Irish win shows All Blacks are human, says Lions boss Gatland
LONDON, April 19 (Reuters) - Ireland's victory over the All Blacks last year was key to convincing the British and Irish Lions that they can win in New Zealand and that the double world champions are human after all, coach Warren Gatland said on Wednesday.
Ireland ended New Zealand's world record 18-match winning streak with a 40-29 victory in Chicago last November, and with several of the team included in the 41-man Lions squad as well as Andy Farrell reprising his Ireland defence coach role for the Lions, Gatland said the result was a huge psychological help.
"As coaches you're trying to deliver that message sometimes when you're playing the All Blacks, about confidence and self-belief," Gatland told reporters after naming his squad on Wednesday.
"You're not too sure when you get that glazed look from the players if they honestly believe that," he added.
"So, Ireland doing that in Chicago was pretty special. Especially, considering after it was 25-8 at halftime, to see the All Blacks come back and look like they were going to steal it and then for the Irish in that last 10 minutes to put them under pressure.
"To see some of those world-class players be human, make some mistakes, show some frailties... that gives you that self-belief and confidence. Some of the England players having beaten them in 2012 too, so you've got to go there believing."
Gatland said another key to the Lions' hopes of securing only a second series victory in New Zealand in more than 100 years is to embrace the culture of a nation where rugby is king.
The New Zealander believes some teams fell down on that front during the 2011 World Cup in his homeland and paid a heavy price.
"It's really tough place to go to and tour," he said. "The intensity, the knowledge of the nation. It's not going to be like Australia in 2013 when we arrived in Melbourne and all of the people were saying: 'Who are these people wearing red jerseys?' They had no idea the Lions were in town.
"Wherever we go in New Zealand, we're going to be inundated by fans who are incredibly excited about us being there and also very knowledgeable about the Lions, the players, the performances and the expectation as well."
Away from rugby too Gatland said the Lions would embrace the country's heritage, starting with a Maori welcome.

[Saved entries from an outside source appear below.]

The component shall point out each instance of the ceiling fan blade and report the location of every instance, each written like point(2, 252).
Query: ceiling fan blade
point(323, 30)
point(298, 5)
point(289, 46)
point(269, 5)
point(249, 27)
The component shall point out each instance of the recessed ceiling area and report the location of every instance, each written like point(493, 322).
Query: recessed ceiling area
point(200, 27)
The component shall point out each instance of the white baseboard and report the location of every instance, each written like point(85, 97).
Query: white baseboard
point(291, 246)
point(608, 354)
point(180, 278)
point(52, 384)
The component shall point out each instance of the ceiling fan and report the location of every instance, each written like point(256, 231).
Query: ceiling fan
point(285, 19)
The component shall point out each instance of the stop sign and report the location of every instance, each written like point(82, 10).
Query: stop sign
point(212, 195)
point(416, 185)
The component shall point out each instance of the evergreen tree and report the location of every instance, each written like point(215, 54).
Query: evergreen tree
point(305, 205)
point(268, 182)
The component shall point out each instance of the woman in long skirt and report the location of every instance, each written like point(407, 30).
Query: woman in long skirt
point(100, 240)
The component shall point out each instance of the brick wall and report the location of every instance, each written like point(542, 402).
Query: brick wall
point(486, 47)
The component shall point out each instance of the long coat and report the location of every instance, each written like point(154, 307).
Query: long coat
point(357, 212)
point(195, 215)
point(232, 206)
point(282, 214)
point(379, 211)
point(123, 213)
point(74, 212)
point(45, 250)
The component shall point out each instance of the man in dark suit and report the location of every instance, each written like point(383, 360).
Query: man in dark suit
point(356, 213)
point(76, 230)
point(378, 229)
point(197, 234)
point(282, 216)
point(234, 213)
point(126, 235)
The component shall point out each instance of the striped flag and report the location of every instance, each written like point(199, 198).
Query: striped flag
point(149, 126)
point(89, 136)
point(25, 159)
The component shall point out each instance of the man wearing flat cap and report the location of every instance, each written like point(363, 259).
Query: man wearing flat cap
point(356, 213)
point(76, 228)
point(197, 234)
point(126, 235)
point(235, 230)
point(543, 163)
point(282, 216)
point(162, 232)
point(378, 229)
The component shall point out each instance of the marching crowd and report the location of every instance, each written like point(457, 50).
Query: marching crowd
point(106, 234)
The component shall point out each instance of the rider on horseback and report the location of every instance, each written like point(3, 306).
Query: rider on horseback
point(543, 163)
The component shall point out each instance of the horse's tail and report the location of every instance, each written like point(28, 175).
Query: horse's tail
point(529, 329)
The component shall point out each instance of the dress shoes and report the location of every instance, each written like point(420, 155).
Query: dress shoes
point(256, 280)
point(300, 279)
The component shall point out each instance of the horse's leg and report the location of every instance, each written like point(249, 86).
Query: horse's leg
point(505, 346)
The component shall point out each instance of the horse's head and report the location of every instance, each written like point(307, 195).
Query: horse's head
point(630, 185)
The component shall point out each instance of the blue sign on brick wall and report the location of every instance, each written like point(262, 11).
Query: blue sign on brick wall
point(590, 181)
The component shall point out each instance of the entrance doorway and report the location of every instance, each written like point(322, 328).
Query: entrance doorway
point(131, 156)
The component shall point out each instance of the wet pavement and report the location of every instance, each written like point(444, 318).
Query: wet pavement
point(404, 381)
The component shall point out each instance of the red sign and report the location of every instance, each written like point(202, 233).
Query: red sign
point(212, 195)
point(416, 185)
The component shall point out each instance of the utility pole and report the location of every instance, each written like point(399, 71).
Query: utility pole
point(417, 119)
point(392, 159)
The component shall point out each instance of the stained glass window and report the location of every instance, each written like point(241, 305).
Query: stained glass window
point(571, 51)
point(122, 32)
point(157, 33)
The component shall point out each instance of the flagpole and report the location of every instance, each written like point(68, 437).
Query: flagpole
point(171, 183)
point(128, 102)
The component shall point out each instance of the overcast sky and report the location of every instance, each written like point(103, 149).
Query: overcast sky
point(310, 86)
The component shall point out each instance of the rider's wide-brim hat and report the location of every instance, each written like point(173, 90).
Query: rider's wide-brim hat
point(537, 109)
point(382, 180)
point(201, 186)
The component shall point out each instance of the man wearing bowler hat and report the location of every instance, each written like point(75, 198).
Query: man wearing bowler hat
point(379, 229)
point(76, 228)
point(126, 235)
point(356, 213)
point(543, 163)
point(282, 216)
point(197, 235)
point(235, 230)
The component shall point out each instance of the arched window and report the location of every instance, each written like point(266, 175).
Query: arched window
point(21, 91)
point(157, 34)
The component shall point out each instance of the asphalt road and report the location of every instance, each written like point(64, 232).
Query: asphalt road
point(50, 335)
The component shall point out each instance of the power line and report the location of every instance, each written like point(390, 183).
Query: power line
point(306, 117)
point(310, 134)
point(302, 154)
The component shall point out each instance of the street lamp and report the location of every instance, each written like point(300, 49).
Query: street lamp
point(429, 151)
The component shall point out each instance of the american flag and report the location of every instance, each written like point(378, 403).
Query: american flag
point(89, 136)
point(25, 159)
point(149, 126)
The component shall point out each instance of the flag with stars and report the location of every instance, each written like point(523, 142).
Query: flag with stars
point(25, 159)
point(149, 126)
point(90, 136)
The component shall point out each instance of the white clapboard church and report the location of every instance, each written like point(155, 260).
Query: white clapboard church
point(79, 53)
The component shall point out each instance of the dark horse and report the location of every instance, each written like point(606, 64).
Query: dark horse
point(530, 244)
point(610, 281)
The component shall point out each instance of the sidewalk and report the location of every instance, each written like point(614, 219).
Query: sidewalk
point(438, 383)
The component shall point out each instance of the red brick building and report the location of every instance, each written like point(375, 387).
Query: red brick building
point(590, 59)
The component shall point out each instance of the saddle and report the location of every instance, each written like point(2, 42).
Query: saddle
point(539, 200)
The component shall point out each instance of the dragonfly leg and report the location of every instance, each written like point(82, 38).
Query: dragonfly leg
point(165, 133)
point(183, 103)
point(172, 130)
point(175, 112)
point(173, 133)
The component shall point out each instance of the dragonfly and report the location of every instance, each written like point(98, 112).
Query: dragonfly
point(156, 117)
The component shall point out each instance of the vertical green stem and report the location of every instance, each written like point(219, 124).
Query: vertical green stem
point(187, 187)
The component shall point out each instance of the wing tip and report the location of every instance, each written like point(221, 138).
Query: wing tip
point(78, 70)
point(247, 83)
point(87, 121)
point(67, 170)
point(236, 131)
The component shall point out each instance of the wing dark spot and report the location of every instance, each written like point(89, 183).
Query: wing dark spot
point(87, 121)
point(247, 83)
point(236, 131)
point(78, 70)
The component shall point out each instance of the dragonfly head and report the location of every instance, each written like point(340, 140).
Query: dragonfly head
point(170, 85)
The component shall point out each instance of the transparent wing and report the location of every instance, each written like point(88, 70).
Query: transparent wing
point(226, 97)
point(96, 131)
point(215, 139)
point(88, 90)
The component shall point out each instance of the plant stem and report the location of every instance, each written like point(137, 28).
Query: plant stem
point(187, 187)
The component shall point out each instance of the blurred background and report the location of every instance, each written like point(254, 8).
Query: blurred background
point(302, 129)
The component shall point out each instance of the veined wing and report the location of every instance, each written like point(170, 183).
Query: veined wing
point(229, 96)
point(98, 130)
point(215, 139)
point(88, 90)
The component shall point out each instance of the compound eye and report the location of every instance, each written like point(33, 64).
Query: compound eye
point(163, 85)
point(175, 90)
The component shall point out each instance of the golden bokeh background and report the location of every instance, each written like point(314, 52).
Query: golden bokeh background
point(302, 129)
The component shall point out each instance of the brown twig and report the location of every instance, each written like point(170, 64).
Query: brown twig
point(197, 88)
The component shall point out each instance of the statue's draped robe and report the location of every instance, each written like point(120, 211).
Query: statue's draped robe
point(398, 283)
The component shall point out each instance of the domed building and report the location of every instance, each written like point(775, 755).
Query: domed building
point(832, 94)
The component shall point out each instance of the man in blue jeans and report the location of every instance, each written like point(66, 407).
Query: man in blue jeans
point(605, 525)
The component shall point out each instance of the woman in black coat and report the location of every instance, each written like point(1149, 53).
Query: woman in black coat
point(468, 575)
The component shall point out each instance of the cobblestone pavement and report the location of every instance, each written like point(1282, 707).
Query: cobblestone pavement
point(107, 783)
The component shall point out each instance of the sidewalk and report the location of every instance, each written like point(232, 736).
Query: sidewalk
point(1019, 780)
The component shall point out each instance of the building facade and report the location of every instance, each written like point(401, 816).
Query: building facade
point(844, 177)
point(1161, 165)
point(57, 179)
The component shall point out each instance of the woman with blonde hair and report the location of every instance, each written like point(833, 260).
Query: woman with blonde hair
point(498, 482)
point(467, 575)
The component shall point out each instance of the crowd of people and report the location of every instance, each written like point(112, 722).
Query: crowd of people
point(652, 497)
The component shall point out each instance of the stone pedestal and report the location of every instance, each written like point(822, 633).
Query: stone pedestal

Quite what the locals will make of his plans to reply with songs in Welsh and Gaelic remains to be seen, but Gatland has also suggested some classic local films that he hopes will help the tourists understand his compatriots' humour and outlook.
"We've got to earn some respect a little bit from the New Zealand public, we have a few bridges to mend from 2005," he said in reference to the last Lions tour there under Clive Woodward.
On that trip the Lions were particularly insular and even hired former Downing Street spin doctor Alastair Campbell, making few friends en route to a 3-0 series defeat.
"If we go there prepared then we understand our enemy a bit better," Gatland said.
"It's not just the rugby culture, it's the culture of the nation. I've got to be able to communicate that to the players and that's going to be part of the biggest challenge.
"What is coming is going to be opponents seeing this as a once in a lifetime opportunity to play against the Lions, to create some history, and every game is going to feel like a final to the Lions players," he added.